From High Ceph Latency to Kernel Patch with eBPF / BCC

Linux has a large number of kernel debugging tools and applications. Most of them adversely affect application performance and cannot be used in production.
A couple of years ago, another tool was developed - eBPF. It makes it possible to trace the kernel and user applications with a low overhead and without the need to rebuild programs and load third-party modules into the kernel.
There are already many application utilities that use eBPF, and in this article we will look at how to write our own profiling utility based on the PythonBCC library. The article is based on real events. We will go from the appearance of the problem to its correction to show how existing utilities can be used in specific situations.
Ceph is slow
A new host has been added to the Ceph cluster. After migrating some of the data to it, we noticed that the speed of processing write requests is much lower than on other servers.
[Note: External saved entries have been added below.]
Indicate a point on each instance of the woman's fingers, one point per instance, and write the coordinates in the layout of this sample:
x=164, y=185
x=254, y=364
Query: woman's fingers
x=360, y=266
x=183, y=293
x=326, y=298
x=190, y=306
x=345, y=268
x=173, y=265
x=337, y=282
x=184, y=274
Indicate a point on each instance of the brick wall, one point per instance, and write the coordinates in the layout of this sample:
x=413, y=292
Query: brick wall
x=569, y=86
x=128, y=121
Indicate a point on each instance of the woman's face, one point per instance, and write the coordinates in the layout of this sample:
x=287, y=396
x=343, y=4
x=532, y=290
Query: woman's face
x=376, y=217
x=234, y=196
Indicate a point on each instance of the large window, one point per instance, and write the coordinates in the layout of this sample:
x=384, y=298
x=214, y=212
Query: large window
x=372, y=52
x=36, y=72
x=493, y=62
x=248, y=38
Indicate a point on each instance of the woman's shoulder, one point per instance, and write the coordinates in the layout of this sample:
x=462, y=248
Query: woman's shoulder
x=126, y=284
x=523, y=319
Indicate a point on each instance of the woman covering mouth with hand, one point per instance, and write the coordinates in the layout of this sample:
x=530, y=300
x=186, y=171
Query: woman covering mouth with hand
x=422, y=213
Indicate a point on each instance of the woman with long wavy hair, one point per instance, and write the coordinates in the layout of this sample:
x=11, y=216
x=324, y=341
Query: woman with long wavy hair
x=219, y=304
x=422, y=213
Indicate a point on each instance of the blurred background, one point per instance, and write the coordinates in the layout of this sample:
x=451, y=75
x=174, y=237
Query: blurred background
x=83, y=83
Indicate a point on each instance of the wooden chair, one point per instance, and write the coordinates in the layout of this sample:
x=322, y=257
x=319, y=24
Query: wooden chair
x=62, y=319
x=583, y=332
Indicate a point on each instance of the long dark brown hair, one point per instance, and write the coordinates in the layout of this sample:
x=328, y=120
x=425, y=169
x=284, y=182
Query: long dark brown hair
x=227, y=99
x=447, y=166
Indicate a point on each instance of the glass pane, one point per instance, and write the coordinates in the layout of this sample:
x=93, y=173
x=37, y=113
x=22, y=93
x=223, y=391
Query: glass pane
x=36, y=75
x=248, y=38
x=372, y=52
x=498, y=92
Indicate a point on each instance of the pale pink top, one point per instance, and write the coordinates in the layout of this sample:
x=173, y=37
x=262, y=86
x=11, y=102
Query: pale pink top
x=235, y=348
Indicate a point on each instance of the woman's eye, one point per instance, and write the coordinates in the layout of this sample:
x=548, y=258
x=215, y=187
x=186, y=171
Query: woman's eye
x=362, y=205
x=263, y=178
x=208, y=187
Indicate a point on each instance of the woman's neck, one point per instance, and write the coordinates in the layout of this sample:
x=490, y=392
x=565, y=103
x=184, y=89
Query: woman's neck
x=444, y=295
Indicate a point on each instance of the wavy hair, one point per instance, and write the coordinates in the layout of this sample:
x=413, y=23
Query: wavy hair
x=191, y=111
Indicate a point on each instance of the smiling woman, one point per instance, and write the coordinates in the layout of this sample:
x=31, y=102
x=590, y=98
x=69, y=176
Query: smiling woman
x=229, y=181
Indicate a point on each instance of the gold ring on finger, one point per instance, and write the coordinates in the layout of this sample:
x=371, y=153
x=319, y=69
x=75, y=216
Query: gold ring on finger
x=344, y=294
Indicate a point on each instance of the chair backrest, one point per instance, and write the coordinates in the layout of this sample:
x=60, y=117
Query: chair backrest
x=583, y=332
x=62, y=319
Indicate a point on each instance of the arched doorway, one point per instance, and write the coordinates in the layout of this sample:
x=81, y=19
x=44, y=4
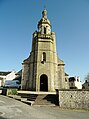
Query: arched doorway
x=43, y=82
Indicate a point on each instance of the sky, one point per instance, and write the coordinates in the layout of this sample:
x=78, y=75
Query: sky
x=69, y=20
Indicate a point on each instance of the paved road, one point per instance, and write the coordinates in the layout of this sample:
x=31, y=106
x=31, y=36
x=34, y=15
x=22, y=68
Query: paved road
x=13, y=109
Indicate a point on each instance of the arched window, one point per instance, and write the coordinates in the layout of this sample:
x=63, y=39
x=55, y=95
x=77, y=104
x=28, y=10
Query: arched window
x=43, y=57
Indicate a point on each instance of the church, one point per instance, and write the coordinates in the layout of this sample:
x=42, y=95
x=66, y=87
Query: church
x=43, y=70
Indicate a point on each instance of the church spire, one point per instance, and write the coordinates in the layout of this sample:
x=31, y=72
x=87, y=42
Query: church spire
x=44, y=13
x=44, y=26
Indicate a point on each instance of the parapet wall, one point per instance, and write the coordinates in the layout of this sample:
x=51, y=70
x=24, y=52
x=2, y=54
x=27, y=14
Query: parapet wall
x=74, y=99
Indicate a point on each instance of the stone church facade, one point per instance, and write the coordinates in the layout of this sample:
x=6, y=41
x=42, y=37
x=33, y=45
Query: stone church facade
x=43, y=70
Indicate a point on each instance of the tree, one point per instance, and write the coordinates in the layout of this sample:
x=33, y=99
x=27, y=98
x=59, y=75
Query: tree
x=87, y=77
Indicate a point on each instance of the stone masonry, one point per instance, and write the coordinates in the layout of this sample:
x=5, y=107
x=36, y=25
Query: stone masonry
x=75, y=99
x=43, y=70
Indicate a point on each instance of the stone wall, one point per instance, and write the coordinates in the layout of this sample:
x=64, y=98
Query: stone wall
x=74, y=99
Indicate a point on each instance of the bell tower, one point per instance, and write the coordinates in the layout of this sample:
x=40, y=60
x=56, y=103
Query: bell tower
x=40, y=69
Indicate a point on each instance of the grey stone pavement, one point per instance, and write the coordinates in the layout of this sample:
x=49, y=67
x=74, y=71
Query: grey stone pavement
x=13, y=109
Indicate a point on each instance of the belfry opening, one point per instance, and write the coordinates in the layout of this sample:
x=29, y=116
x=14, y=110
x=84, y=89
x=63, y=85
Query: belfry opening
x=43, y=82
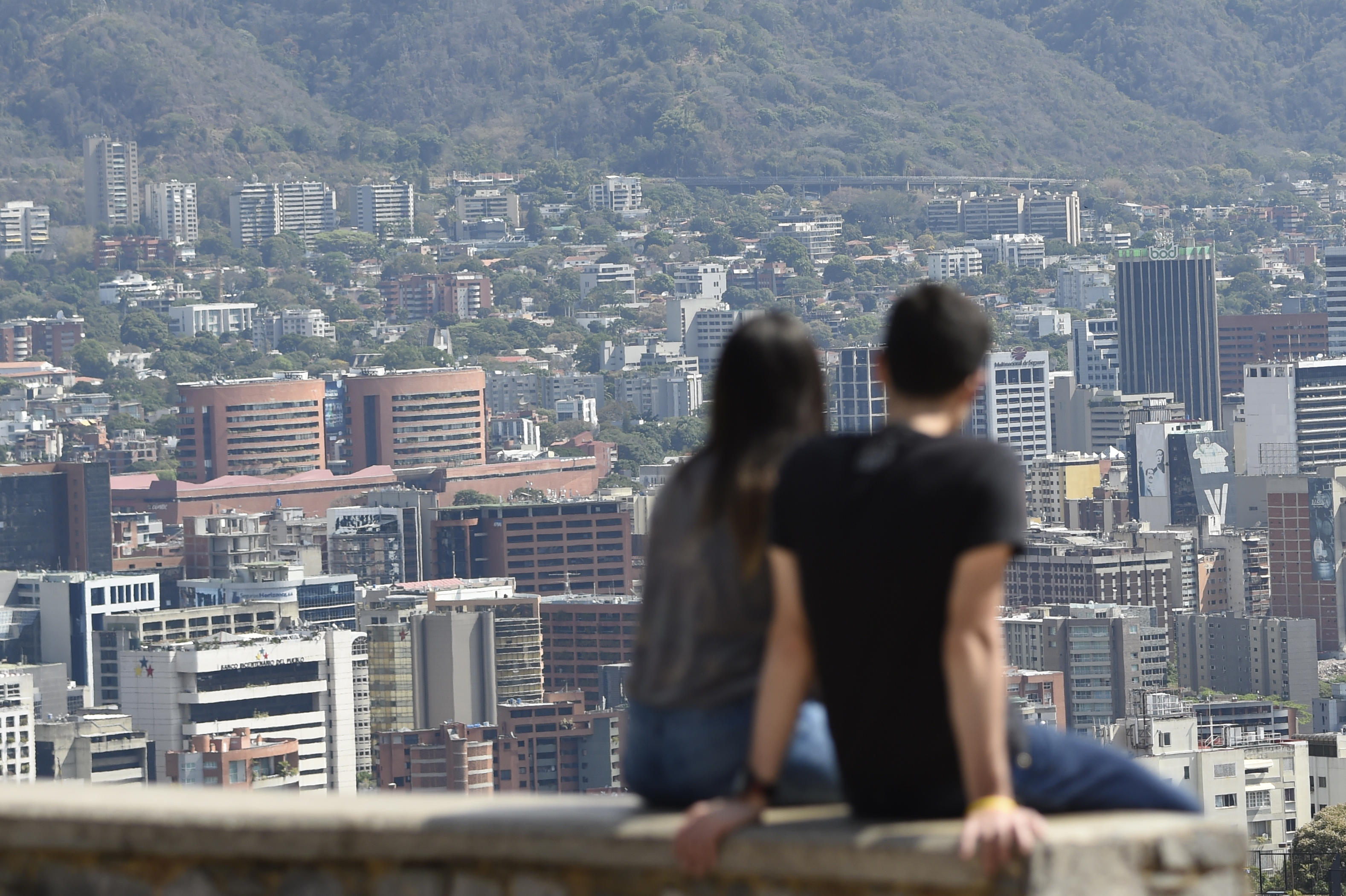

Unlike other platforms, bcache and the new linux 4.15 kernel were used on this host. A host of this configuration was used here for the first time. And at that time it was clear that theoretically anything could be the root of the problem.
Investigating the host
To begin with, let's see what happens inside the ceph-osd process. To do this, we use perf and flamescope (more about which can be read here ):

The picture tells us that the fdatasync () function spent a lot of time sending a request to the generic_make_request () function . This means that most likely the cause of the problems is somewhere outside the osd daemon itself. It can be either a kernel or disks. The iostat output showed a high latency in processing requests with bcache disks.
When checking the host, we found that the systemd-udevd daemon consumes a large amount of CPU time - about 20% on multiple cores. This is a strange behavior, so you need to find out its cause. Since Systemd-udevd works with uevents, we decided to look at them through udevadm monitor. It turns out that a large number of change events were generated for each block device in the system. This is quite unusual, so you will need to see what generates all these events.
Using the BCC Toolkit
As we already found out, the kernel (and the ceph daemon in the system call) spends a lot of time in generic_make_request () . Let's try to measure the speed of this function. The BCC is already a wonderful tool - funclatency . We will trace the daemon by its PID with an interval between information outputs of 1 second and output the result in milliseconds.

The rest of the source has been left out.